Ed Rendell: The Health Plan from Hell
Rendell's Plan, praised lavishly in Sunday's P-G "Forum" by a consultant who helped devise it, will pour more money into health care. Will it increase the number of doctors and other caregivers? Not really. Will it help raise the incomes of doctors and hosptial adminstrators (the suppliers) through increasing demand for their services? Of course.
Question: when demand goes up and supply remains static, what happens? Answer: prices increase to bring the demand/supply equation into balance.
There's one other way to create such a balance, an approach "perfrected" by the Department of Motor Vehicles. It is to handle the heavy demand by making people wait in long lines.
Think back to Dr. David Gratzer's comment in The Cure, where he talks about the day he became disaffected with the Canadian (single-payer) health care system. He took a short-cut through a hospital emergency room, which was so crowded that patients were waiting -- many for days -- on stretchers in a long hallway. He heard many of the patients crying out for water. He smelled the stench of people soaked in sweat and urine. ALL of those people had health insurance, but none of them was getting anything like adequate care.
The PA Plan would cover up to 767,000 unisured people. Gee, are there going to be more doctors and emergency room to provide the increased care required? Nope.
In PA, the costs of providing a lower-level of care, which surely will occur, will be astronomical.
Joe Fahy discusses the kind of people who will be eligible for subsidies, writing that the Rendell Plan calls "for subsidized coverage for people up to 300 percent of the federal poverty level ($30,630 for an individual, $61,950 for a family of four). "
In other words, the state assumes people making up to $62,000 have incomes low enough to make their families eligible for assistance. In a typical PA town like the one where I live -- Ambridge -- the portion of families exceeding an annual income of $62,000 is probably around 2%. (Relax, I'm not one of them)
When you "subsidize" something, you make its cost APPEAR lower. People then demand MORE of the low-cost item, be it draft beer or health care.
Unforunately, when basically everyone is eligible for a subsidy, any Plan to "assist" them is economically unworkable. If everybody gets, somebody -- and something -- has to give.
The best way for the Rendell proposals to become viable would be: (1) get Bill Gates to move to PA; (2) confiscate his assets; (3) spend the newfound billions on health care, until the money runs out.
Who's to provide the abundant subsidies? Small businesses, whom the state presumes have a lot of extra money rattling around, health insurers expected to absorb some of the costs, and of course the ever-flush taxpayers. (On KDKA-TV at this moment, I hear I'm to stay tuned for "Gov. Rendell's proposal to increase the state sales tax.")
What about the lucky folks who make in exess of $62,000 annually? According to the Governor, they would pay about $280 per month per individual. However, Massachusetts and Vermont, with similar plans, estimate the average unsubsized individual will pay about about $380 per month.

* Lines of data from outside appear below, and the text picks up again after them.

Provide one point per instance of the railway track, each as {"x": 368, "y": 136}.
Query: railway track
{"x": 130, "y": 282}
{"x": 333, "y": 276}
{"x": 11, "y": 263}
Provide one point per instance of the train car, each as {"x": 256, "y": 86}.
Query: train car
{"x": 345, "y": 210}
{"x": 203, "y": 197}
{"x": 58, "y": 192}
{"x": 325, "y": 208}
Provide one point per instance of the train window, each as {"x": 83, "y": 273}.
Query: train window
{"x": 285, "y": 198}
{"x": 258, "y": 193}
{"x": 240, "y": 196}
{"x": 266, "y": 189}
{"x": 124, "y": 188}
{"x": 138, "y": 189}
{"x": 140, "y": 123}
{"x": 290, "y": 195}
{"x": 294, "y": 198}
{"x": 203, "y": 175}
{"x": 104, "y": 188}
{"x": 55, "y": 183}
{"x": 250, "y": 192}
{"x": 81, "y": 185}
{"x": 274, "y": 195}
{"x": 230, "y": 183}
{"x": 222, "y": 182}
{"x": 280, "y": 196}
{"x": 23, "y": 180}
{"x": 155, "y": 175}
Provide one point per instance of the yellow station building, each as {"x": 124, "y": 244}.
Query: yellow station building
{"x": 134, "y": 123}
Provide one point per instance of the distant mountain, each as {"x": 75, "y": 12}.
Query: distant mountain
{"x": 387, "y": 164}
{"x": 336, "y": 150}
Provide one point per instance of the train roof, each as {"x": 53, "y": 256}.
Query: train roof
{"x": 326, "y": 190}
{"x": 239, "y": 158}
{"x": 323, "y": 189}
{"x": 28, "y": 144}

Is the PA Plan better than what already exists -- with no Plan? In his article, Joe Fahy saves that pressing question for last.
He says, "In some cases, the unsubsidized cost appears comparable to that of other available coverage. One option available through Highmark, for example, offers coverage for a four-member family of about $759 per month."
Astounding! Perhaps the Governor could give the uninsured the money -- bypassing the middle man -- and let them buy their own insurance. Perhaps he could use the gambling revenues? Oops, forgot: they're already spoken for.
As a society, we need more doctors, more efficient care centers (small, lower-cost hospitals), more information about treatment options and prices, and more patient choice. If we don't get those things, Governor Rendell, along with the next five governors, won't come anywhere near solving the health problem.
If the current Plan's aims are to make doctors richer, fill already-teeming emergency rooms from floor to ceiling, and further diminish the quality of patient care, it will be a resounding success.
Note: I've promised additional comments on Tracie Mauriello's fine Sunday article on legislative cookie-jar tampering, and I'll deliver late today (Monday).